Zdjęcie: Wikipedia
20-08-2021 10:14
W swietle najwidoczniej działajacych zachodnich sankcji, wypowiedź premiera Białorusi na forum Euroazjatyckiej Unii Gospodarczej brzmią już dość interesująco. "Białoruś liczy na partnerów w EUG w warunkach sankcji nałożonych przez państwa zachodnie - powiedział podczas rozszerzonego posiedzenia Eurazjatyckiej Rady Międzyrządowej premier Raman Hałouczenka. Według niego rynek EUG powinien być samowystarczalny.
„Naszą wizją perspektyw dalszego rozwoju Unii jest posuwanie się do przodu konstrukcji eurazjatyckiej, opartej na solidnym fundamencie wewnętrznych zasobów i zdolności. Na świecie jest wiele wyzwań i konfliktów – powiedział premier.

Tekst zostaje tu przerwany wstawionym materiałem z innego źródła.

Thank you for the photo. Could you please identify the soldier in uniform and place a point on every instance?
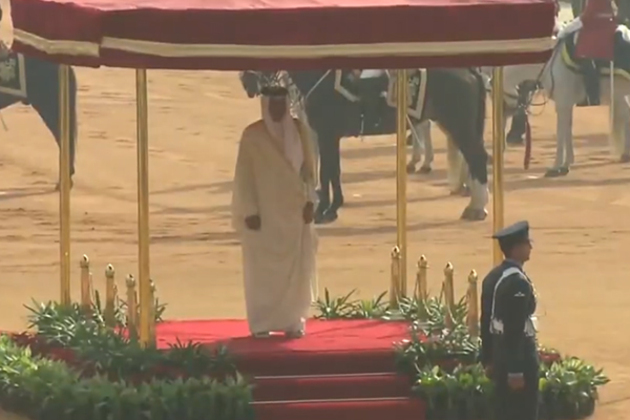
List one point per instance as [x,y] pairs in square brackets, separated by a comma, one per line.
[508,337]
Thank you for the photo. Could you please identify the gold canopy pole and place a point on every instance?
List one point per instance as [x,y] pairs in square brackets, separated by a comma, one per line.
[401,183]
[144,281]
[64,183]
[498,142]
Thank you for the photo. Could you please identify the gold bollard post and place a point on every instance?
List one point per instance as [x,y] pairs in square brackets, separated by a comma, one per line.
[394,290]
[86,297]
[65,181]
[144,267]
[449,293]
[110,296]
[152,312]
[421,279]
[472,318]
[132,307]
[498,145]
[402,105]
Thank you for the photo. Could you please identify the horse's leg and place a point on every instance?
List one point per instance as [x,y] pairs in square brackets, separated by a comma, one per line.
[425,130]
[564,124]
[330,215]
[46,102]
[324,141]
[457,172]
[620,147]
[477,160]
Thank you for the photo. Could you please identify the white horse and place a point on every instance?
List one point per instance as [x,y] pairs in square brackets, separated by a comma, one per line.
[566,88]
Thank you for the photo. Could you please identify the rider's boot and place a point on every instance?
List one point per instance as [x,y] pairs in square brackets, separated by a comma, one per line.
[519,126]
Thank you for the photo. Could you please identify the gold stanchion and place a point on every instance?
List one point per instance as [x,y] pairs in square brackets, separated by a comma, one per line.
[473,305]
[86,289]
[394,288]
[421,278]
[110,295]
[449,293]
[64,183]
[152,310]
[402,88]
[132,307]
[142,109]
[498,144]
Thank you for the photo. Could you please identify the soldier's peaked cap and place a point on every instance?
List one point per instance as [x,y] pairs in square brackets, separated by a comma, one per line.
[513,234]
[274,91]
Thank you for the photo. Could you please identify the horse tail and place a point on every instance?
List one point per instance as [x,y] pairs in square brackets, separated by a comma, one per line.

„Z drugiej strony rośnie presja zewnętrzna na państwa członkowskie Unii. Ograniczenia zostały nawet nałożone na białoruski sektor finansowy. Nie interesuje nas, aby gospodarka stała się zakładnikiem nacisków politycznych. W obecnych warunkach, gdy trzeba szukać nowych punktów wzrostu, polegamy na partnerach z EUG. Jesteśmy przekonani, że rynek Eurazjatyckiej Unii Gospodarczej może i powinien funkcjonować jako samowystarczalny rynek, przede wszystkim pod względem bezpieczeństwa żywnościowego i nowoczesnych technologii ”- powiedział szef białoruskiego rządu.
Według niego strona białoruska jest zadowolona z planu cyfryzacji ruchu towarowego w interesie rozwoju współpracy z Chinami. Jego wdrożenie umożliwi tworzenie cyfrowych korytarzy transportowych z ChRL.
„Będąc głównym eksporterem żywności, Białoruś uważa, że nadszedł czas, aby pracować nad utworzeniem wspólnego rynku produktów ekologicznych ” – powiedział Hałouczenka. Jego zdaniem zwiększy to handel produktami rolnymi między krajami. Poparł rozwój umowy o swobodnym przepływie produktów ekologicznych w EUG.
„Biorąc pod uwagę, że tworzenie wspólnych rynków dla gazu, ropy i produktów ropopochodnych przebiega zgodnie z ustalonymi warunkami, apeluję do stron o dalszą konsolidację wysiłków na rzecz terminowego zakończenia prac nad projektami umów w tym zakresie ” podkreślił Hałouczenka.